Remodeling Rieske-type bacterial dioxygenases to change catalytic properties

重塑 Rieske 型细菌双加氧酶以改变催化特性

• 批准号: 39579-2012
• 负责人: Sylvestre, Michel
• 金额: $ 1.89万
• 依托单位: Institut national de la recherche scientifique
• 依托单位国家: 加拿大
• 项目类别: Discovery Grants Program - Individual
• 财政年份: 2013
• 资助国家: 加拿大
• 起止时间: 2013-01-01 至 2014-12-31
• 项目状态: 已结题
• 来源: https://www.nserc-crsng.gc.ca/ase-oro/Details-Detailles_eng.asp?id=521521
• 关键词: Remodeling; Rieske; type; bacterial; dioxygenases

The degradation of aromatic compounds by bacteria is initiated by a dioxygenation reaction catalyzed by an enzyme belonging to the Rieske-type aryl hydroxylating dioxygenases (ROs) to generate a cis-diol metabolite. The biphenyl dioxygenase (BPDO) that catalyzes the first step of the biphenyl catabolic pathway provides an example of RO. ROs exhibit broad substrates ranges. Besides their potential contribution to the bioremediation technologies, the regio- and stereo-chemical reactions catalyzed by ROs are of special interest because of the growing demand for single isomers of chiral pharmaceuticals. One special group of chemicals of great interest are the flavonoids derived from plants. Our recent investigations have principally involved Pandoraea pnomenusa B-356 and Burkholderia xenovorans LB400 BPDOs and variants derived from them. Using semi-rational approaches of directed evolution we have engineered novel BPDOs that oxygenate a broad range of BPH analogs including polychlorinated biphenyls (PCBs) and chlorodibenzofurans more efficiently than the parental enzymes. We have compared the biochemical and structural features of these enzymes to identify some of the mechanisms by which they evolve to expand their substrate range. The objectives of the current proposal are to identify the protein domains and amino acid residues representing the major determinants of substrate specificity, regiospecificity and stereospecificity and to determine how they interact together to shape the catalytic pocket and how they interact with the substrate to position it inside the catalytic pocket. This will provide better insights about the bases for BPDO broad substrate range and about the mechanisms by which the enzyme evolve to expand its substrate range and its regiospecificity. We will focus our investigation on the interaction between BPDO and PCBs and flavonoids. From a practical standpoint this investigation will help in designing strategies to engineer new enzymes exhibiting enhanced activities toward BPH analogs. This proposal is to be placed in the context of the growing importance of biocatalytic processes for the restoration of contaminated sites and for the green-chemistry-based processes to synthesize new more specific drugs.

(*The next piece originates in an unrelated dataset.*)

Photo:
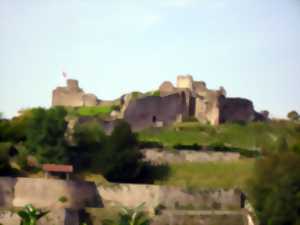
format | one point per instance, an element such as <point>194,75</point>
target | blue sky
<point>251,47</point>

细菌降解芳香族化合物是由属于Rieske型芳基羟基化双加氧酶（RO）的酶催化的双加氧反应引发的，以产生顺式二醇代谢物。催化联苯分解代谢途径的第一步的联苯双加氧酶（BPDO）提供了RO的实例。RO表现出广泛的底物范围。除了它们对生物修复技术的潜在贡献之外，由于对手性药物的单一异构体的需求不断增长，由RO催化的区域和立体化学反应特别令人感兴趣。一组特别令人感兴趣的化学物质是从植物中提取的类黄酮。我们最近的研究主要涉及Pandoraea pnomenusa B-356和Burkholderia xenovorans LB 400 BPDO及其衍生变体。使用半理性的定向进化的方法，我们已经设计了新的BPDO，其比亲本酶更有效地抑制广泛的BPH类似物，包括多氯联苯（PCB）和氯二苯并呋喃。我们比较了这些酶的生化和结构特征，以确定它们进化以扩大底物范围的一些机制。目前的建议的目的是确定蛋白质结构域和氨基酸残基代表底物特异性，区域特异性和立体特异性的主要决定因素，并确定它们如何相互作用在一起，形成催化口袋，以及它们如何与底物相互作用，将其定位在催化口袋内。这将提供关于BPDO广泛底物范围的基础以及关于酶进化以扩展其底物范围和其区域特异性的机制的更好见解。我们将重点研究BPDO与多氯联苯和黄酮类化合物之间的相互作用。从实用的角度来看，这项调查将有助于设计策略，工程新的酶表现出对BPH类似物的增强活性。这一建议是在生物催化过程对恢复受污染场地和基于绿色化学的过程对合成新的更具体的药物日益重要的背景下提出的。